Yet another Nevadan casino and hotel chain giant has been compromised by ransomware threat actors, after Caesars Entertainment reported a serious incident to the SEC.
The Reno-headquartered gaming and hospitality firm, which generates annual revenues in excess of $3bn, said in the filing yesterday that it recently discovered suspicious activity “resulting from a social engineering attack on an outsourced IT support vendor.”
The firm subsequently activated its incident response protocols and notified the relevant authorities.
“As a result of our investigation, on September 7, 2023, we determined that the unauthorized actor acquired a copy of, among other data, our loyalty program database, which includes driver’s license numbers and/or social security numbers for a significant number of members in the database,” it continued.
“We are still investigating the extent of any additional personal or otherwise sensitive information contained in the files acquired by the unauthorized actor. We have no evidence to date that any member passwords/PINs, bank account information, or payment card information (PCI) were acquired by the unauthorized actor.”
Read more on ransomware: MGM Criticized for Repeated Security Failures
A Bloomberg report revealed the threat group as Scattered Spider (aka UNC3944/oktapus) and added that Caesars had paid $15m to its extortionists to prevent the data going public.

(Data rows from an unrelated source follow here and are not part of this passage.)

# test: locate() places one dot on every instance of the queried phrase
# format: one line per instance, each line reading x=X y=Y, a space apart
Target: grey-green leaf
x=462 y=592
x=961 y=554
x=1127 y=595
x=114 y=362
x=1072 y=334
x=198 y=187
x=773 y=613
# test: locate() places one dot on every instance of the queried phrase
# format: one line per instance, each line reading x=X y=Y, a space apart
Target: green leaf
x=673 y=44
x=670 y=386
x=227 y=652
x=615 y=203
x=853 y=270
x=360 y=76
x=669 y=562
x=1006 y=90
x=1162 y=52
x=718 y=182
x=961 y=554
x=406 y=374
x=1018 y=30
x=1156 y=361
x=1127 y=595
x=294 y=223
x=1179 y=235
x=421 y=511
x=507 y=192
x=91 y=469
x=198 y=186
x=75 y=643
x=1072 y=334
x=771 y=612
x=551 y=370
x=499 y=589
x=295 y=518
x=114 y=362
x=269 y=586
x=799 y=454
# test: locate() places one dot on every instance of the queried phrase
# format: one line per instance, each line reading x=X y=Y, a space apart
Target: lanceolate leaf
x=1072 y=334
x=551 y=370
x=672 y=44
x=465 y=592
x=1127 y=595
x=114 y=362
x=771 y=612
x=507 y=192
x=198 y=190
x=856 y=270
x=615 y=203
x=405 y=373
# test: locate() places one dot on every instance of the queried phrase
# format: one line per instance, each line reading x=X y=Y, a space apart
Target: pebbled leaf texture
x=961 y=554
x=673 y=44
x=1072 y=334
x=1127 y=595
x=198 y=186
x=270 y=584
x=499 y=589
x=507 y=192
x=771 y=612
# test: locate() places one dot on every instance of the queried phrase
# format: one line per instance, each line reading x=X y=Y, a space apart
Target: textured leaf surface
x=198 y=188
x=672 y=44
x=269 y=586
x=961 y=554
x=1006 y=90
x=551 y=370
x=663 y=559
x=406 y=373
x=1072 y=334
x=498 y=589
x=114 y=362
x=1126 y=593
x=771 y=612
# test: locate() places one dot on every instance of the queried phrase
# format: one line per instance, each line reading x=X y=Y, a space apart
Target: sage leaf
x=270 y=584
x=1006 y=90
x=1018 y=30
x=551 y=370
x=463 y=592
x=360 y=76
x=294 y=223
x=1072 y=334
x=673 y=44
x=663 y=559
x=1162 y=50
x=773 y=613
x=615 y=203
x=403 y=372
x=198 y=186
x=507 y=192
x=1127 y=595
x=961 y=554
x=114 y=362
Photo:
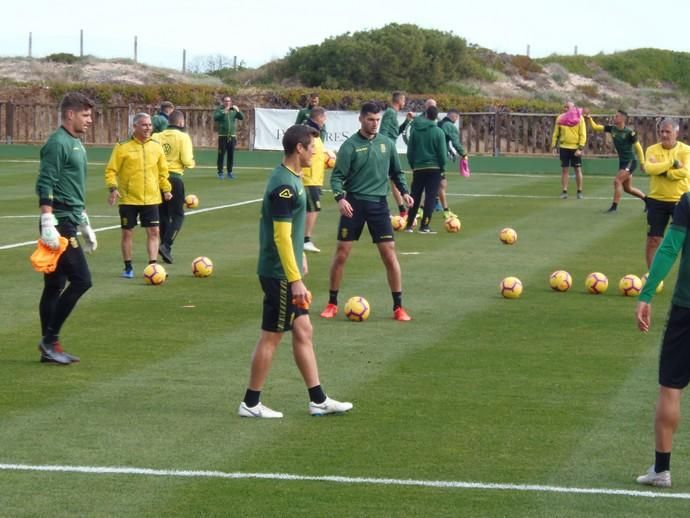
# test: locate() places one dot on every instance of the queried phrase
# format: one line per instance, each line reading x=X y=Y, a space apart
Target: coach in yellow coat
x=136 y=174
x=569 y=138
x=667 y=165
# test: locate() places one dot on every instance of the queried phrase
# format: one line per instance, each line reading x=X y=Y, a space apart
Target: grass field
x=481 y=406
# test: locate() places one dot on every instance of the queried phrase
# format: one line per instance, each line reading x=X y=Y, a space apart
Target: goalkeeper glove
x=49 y=234
x=90 y=242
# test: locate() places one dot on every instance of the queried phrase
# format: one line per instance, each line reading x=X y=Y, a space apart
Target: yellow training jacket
x=665 y=182
x=313 y=176
x=569 y=137
x=177 y=147
x=139 y=171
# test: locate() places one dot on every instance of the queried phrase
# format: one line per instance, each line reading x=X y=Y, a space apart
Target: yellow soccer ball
x=630 y=285
x=596 y=283
x=155 y=274
x=452 y=225
x=560 y=280
x=202 y=267
x=511 y=287
x=357 y=309
x=508 y=236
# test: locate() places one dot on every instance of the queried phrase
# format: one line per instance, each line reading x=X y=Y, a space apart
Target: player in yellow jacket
x=179 y=154
x=667 y=165
x=136 y=174
x=313 y=177
x=569 y=138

The firm hinted at a ransom payment in the Form 8-K.
“We have taken steps to ensure that the stolen data is deleted by the unauthorized actor, although we cannot guarantee this result,” the filing read. “We are monitoring the web and have not seen any evidence that the data has been further shared, published, or otherwise misused.”
Dave Ratner, CEO of HYAS, argued that social engineering is one of the most popular tactics employed by threat actors for initial access, but one of the hardest to tackle.
“Continued user training is needed. However, this must be complemented with defense-in-depth strategies that assume breaches will occur and detect the initial tell-tale signs of a breach – the digital exhaust indicating anomalous activity – so that the attack can be stopped before it expands and impacts operational resiliency,” he added.
Also this week, MGM Resorts International was hit by a suspected ransomware attack which took out its website, online bookings and in-casino services including slot machines and ATMs.